Pope himself died of the plague in 1558. The house was later in the hands of Thomas Radclyffe, 3rd Earl of Sussex (c. 1525–1583), a diplomat and leading courtier of Queen Elizabeth I, and he was using it as a residence by 1570, when she visited him there. At the period he was active as Lord President of the North, though in 1572 he became Lord Chamberlain. It seems that during Sussex's time at Bermondsey, some of the buildings on the site were used as a hospital and for general relief. Sussex himself took treatment there in 1575 (aged 50).
Remains
Neither the house nor the Abbey still stand. By 1822, The Morning Post reported that all that remained was "a solitary fragment or two of stone wall, in what is called King John's Court, together with a few old buildings". Houses on nearby Grange Walk also incorporate some of the Abbey’s remains. Within the structure of the late 17th-century Grade II-listed houses numbered 5, 6 and 7 is part of one side of the late medieval stone gatehouse. At number 7 is the chamfered south jamb of the gateway with two wrought-iron gate-hooks projecting from the wall and a ‘Gatehouse’ sign. The remains of the south-western tower of the abbey church can be seen below the glass floor of the Del'Aziz restaurant and bar on Bermondsey Square.

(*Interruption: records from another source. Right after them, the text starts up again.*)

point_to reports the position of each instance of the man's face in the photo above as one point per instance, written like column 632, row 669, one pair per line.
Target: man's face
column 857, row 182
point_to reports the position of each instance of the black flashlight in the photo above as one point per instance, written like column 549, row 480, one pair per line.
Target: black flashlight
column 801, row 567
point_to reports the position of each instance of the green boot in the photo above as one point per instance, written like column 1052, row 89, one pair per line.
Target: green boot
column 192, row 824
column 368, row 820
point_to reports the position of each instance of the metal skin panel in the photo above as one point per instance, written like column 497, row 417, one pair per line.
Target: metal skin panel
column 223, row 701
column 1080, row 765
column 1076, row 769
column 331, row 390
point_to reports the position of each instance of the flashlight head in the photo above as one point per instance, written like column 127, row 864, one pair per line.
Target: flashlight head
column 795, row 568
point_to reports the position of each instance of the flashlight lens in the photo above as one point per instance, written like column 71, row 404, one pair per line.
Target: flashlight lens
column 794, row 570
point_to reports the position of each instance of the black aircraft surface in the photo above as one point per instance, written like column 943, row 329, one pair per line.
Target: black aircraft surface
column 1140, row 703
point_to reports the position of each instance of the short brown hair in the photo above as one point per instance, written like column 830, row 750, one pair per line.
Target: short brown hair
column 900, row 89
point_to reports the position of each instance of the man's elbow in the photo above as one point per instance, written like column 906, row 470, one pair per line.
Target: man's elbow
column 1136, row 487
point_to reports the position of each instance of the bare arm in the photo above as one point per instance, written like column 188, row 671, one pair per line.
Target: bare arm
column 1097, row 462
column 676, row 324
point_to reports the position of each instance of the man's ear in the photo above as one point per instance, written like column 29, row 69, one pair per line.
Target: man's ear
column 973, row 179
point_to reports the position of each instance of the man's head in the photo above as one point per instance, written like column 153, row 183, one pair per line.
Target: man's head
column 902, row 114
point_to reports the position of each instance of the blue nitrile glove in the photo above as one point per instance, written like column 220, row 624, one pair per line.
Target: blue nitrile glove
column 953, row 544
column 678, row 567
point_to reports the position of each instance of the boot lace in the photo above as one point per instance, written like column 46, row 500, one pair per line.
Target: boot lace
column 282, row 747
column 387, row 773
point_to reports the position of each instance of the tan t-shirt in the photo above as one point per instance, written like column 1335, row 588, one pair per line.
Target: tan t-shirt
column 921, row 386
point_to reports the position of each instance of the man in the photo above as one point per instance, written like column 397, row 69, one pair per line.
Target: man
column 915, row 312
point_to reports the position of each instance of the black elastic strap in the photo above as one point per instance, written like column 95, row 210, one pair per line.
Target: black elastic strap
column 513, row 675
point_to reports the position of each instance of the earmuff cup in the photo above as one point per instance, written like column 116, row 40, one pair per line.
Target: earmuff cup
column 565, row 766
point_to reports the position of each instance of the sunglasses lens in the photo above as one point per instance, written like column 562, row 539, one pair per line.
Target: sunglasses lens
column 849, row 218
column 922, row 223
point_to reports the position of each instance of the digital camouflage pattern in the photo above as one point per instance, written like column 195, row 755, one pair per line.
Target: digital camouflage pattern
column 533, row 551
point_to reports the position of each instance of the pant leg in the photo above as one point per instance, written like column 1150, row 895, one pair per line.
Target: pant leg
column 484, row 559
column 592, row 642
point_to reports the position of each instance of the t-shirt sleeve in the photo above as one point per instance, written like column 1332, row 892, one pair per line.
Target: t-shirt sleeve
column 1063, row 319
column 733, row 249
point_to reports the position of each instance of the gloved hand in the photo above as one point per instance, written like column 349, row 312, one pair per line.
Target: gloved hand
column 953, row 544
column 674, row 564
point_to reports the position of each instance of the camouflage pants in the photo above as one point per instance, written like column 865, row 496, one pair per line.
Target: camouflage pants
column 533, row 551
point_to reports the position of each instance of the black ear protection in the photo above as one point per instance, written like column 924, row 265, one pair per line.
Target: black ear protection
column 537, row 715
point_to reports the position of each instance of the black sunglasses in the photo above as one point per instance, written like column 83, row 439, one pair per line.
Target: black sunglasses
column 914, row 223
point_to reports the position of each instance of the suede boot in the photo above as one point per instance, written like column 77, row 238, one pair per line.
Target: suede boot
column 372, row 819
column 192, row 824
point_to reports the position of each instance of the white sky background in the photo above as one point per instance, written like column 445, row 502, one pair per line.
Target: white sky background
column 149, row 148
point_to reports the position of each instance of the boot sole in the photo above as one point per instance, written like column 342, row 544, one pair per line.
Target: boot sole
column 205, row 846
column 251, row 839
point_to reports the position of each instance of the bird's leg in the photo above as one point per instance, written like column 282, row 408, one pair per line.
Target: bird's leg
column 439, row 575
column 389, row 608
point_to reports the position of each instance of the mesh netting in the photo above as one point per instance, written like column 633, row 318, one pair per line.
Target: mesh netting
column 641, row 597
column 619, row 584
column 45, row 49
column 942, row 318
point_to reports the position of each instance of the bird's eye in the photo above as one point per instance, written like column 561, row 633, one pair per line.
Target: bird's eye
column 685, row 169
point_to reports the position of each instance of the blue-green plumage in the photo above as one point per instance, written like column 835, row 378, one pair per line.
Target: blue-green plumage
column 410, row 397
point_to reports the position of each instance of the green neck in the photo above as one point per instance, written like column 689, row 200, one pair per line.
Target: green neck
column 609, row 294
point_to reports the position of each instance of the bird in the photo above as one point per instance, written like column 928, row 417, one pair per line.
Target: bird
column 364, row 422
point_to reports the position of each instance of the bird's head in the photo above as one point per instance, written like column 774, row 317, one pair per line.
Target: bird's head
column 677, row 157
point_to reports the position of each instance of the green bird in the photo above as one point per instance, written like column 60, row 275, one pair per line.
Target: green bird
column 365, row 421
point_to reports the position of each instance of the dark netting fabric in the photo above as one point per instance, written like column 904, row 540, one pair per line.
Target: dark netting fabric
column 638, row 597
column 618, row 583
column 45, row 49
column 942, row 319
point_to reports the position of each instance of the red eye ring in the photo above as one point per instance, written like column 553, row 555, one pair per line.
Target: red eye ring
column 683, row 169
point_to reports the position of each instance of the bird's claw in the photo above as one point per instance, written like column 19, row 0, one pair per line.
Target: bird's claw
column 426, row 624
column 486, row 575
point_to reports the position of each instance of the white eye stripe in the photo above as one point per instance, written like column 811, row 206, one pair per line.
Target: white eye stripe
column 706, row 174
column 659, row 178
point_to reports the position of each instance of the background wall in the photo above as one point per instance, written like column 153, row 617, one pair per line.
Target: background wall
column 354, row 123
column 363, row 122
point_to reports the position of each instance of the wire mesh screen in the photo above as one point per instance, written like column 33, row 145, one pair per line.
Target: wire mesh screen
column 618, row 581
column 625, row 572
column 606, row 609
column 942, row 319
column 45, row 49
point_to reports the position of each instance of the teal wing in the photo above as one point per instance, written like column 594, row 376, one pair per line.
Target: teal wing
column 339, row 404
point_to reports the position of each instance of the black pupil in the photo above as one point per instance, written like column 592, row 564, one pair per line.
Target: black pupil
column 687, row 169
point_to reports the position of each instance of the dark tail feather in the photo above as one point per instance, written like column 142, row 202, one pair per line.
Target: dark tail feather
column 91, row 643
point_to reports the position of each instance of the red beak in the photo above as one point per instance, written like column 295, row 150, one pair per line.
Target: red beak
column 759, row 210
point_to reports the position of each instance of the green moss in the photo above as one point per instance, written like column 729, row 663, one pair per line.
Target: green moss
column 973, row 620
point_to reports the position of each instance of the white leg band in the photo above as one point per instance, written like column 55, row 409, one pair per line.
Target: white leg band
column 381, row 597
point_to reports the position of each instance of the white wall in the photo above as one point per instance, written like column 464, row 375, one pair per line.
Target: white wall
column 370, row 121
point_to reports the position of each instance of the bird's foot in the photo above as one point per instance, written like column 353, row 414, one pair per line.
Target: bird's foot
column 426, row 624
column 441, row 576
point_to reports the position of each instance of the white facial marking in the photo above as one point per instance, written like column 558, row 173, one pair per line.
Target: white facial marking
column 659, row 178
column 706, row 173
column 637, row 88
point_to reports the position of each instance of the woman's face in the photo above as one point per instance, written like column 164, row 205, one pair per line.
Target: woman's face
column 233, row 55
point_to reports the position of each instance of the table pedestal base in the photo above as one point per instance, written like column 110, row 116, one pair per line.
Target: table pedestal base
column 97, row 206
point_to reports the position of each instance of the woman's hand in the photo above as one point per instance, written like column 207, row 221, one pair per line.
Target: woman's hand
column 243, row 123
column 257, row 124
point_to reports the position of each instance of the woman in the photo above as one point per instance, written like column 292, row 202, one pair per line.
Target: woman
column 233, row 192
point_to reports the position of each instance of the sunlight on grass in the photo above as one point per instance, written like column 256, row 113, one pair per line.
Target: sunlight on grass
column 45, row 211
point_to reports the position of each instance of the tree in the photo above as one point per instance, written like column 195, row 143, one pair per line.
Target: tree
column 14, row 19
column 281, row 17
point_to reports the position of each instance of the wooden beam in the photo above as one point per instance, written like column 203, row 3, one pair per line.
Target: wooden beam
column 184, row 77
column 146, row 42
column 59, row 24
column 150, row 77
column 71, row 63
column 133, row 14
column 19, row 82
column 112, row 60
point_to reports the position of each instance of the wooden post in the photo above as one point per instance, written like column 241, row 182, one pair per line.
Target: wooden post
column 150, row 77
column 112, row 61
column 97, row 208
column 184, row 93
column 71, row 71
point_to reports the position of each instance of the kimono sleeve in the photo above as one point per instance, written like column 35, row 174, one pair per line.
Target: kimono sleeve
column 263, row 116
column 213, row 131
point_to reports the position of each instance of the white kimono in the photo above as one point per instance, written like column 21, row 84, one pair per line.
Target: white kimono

In 1904, during construction in Abbey Street, two stone coffins with human remains were found ten feet below the ground with six more burials, without coffins, above them and close by. Parts of the Abbey's foundations were also unearthed. In 1932, the consecration stone of the Abbey was discovered by a workman at a petrol station in Tower Bridge Road, where it had been placed in the foundations of a later building.
Archaeology
The site at Bermondsey Square has been extensively redeveloped with archaeological excavations undertaken in 2005–6 by English Heritage. It provided PCA an opportunity to undertake a number of excavations on the site along Abbey Street, most recently in early 2006. Another part of the site is to be excavated along Tower Bridge Road.